God's Meta-Story: A Sermon Series on Ephesians

Dear Emmanuel Presbyterian church family, I’ve been with you nearly three months now as your transitional pastor. It’s been a time of learning for me, learning names, for instance. I’m still working on that! More importantly, of course, has been getting to know the people attached to those names. I’ve so appreciated how warm and welcoming you have been. This has also been a time of learning about you as a congregation, about your passions, like mission, and about your customary ways of doing things. Those are a bit different in every church, and I want to thank those who’ve helped me navigate my course here.

So far, my sermons here have been shaped by time and by context; first by a focus on transition, and then largely by the liturgical calendar. In June I will begin a sermon series based on the Letter to the Ephesians. Ephesians invites us to step back from our usual ways of viewing things -- the world, the church, our own lives – and to see them all, to see everything, in light of God’s big picture, God’s cosmic plan from the beginning of time. It calls us, in other words, to see ourselves within the context of God’s huge, unfolding story.

Eugene Peterson, in the book featured by our current book group (Eat This Book), calls readers to see Scripture as a narrative. The Bible, he writes, “turns out to be a large comprehensive story, a meta-story.” And a story “invites our participation.” When we read Scripture appropriately, he argues, we allow its stories to “form” us, to shape us. “When we submit our lives to what we read in Scripture, we find that we are not being led to see God in our stories but our stories in God’s. God is the larger context and plot in which our stories find themselves.” We don’t always reflect on God’s big story, but instead tend to focus on our own much smaller ones. Ephesians is about that larger story, God’s story, in which we’re called to find ourselves.

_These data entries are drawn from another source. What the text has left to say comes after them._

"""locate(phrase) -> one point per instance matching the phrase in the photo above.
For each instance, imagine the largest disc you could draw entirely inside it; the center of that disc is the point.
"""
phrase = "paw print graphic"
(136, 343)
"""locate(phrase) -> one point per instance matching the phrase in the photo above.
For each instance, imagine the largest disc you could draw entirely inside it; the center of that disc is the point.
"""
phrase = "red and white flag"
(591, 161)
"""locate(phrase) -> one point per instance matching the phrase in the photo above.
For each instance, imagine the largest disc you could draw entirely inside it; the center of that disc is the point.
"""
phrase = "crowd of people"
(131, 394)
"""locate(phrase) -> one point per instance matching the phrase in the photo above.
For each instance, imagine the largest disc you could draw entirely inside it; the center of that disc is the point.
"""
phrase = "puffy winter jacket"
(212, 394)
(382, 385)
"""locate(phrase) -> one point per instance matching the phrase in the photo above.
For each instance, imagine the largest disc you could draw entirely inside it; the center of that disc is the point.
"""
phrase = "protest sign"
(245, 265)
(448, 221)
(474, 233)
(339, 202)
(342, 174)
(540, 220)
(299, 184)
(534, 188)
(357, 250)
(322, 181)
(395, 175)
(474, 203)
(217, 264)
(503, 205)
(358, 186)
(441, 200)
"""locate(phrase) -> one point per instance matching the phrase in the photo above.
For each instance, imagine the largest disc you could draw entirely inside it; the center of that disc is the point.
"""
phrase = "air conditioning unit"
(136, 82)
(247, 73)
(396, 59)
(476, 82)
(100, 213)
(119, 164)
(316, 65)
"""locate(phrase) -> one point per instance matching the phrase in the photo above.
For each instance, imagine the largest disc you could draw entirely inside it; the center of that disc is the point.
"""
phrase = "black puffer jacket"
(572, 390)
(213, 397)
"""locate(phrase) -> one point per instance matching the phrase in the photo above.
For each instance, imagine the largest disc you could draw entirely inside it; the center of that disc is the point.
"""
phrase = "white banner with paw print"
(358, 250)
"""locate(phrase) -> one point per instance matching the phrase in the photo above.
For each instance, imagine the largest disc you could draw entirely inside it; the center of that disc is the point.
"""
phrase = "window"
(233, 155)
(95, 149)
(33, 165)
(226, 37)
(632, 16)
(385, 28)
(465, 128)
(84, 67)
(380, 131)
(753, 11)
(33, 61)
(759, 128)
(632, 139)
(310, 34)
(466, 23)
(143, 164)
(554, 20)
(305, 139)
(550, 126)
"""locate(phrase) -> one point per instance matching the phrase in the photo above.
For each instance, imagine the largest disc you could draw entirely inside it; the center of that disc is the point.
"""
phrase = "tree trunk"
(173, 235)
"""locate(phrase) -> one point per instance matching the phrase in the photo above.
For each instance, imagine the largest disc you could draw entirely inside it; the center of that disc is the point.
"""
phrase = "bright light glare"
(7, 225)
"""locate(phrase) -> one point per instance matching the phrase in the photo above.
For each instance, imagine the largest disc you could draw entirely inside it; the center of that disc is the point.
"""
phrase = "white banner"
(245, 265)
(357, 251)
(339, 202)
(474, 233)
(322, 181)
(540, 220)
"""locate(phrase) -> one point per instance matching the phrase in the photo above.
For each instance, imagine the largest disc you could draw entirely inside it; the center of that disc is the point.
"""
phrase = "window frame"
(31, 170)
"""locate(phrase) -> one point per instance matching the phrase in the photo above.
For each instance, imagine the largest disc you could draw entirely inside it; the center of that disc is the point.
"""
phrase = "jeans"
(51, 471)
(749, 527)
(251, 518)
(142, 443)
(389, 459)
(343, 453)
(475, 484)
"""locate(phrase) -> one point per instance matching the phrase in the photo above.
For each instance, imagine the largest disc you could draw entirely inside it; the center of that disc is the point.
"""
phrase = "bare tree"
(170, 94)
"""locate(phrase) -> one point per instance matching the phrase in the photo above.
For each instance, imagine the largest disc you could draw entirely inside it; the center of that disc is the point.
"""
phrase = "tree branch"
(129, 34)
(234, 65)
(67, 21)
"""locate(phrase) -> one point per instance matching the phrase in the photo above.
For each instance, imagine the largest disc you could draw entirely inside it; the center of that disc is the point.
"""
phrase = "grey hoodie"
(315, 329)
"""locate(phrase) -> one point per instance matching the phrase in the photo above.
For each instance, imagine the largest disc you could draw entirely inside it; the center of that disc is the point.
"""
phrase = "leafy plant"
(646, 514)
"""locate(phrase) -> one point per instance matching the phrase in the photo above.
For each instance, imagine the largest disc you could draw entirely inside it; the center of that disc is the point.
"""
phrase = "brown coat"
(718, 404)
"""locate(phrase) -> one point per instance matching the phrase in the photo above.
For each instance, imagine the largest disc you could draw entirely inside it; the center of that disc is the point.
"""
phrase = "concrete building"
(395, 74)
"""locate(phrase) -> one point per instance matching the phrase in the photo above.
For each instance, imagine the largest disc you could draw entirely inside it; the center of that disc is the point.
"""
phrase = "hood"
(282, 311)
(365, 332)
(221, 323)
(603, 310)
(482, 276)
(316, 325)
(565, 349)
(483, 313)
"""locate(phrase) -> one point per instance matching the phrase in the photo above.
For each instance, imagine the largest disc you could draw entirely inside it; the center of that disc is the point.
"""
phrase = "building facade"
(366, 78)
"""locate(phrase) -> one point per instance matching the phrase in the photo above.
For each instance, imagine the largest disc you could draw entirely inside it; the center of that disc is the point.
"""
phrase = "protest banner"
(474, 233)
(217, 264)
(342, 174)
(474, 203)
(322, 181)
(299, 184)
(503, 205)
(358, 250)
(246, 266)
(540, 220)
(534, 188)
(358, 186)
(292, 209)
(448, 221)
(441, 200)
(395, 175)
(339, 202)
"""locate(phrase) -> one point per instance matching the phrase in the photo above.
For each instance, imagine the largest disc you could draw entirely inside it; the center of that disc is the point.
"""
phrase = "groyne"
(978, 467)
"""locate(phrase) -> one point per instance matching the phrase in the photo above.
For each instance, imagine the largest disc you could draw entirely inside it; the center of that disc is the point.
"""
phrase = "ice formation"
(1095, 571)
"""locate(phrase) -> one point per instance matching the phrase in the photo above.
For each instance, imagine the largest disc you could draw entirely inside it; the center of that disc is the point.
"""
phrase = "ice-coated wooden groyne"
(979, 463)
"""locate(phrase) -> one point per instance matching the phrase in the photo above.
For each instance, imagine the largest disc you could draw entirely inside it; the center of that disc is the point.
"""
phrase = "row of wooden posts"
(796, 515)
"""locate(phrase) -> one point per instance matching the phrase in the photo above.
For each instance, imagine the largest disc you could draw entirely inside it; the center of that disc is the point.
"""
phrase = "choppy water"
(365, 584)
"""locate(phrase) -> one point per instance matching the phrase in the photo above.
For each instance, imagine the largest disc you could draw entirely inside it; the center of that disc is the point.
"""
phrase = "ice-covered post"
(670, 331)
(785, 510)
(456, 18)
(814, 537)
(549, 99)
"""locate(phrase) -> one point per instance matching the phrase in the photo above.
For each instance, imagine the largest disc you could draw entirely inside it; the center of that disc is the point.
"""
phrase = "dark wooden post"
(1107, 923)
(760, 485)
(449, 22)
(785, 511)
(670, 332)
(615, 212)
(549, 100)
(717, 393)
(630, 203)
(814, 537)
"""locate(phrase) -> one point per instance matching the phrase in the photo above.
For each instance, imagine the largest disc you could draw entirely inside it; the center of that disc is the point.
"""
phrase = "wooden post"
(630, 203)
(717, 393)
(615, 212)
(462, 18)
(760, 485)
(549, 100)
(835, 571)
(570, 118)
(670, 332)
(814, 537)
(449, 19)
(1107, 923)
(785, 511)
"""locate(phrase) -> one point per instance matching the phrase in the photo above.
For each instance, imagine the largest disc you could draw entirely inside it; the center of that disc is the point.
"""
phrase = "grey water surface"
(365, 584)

This epistle has traditionally been seen as addressed to the Christian community at Corinth, but that designation is missing in some important early manuscripts. It seems likely, instead, that it was intended as a circular letter, that is, one meant to be taken around to various churches. It’s suggested that the name of the addresses was left out so that it could be filled in with the name of whatever congregation it reached. And so, we may consider it addressed “to the church that is at Bothell, Washington,” that is, even to us.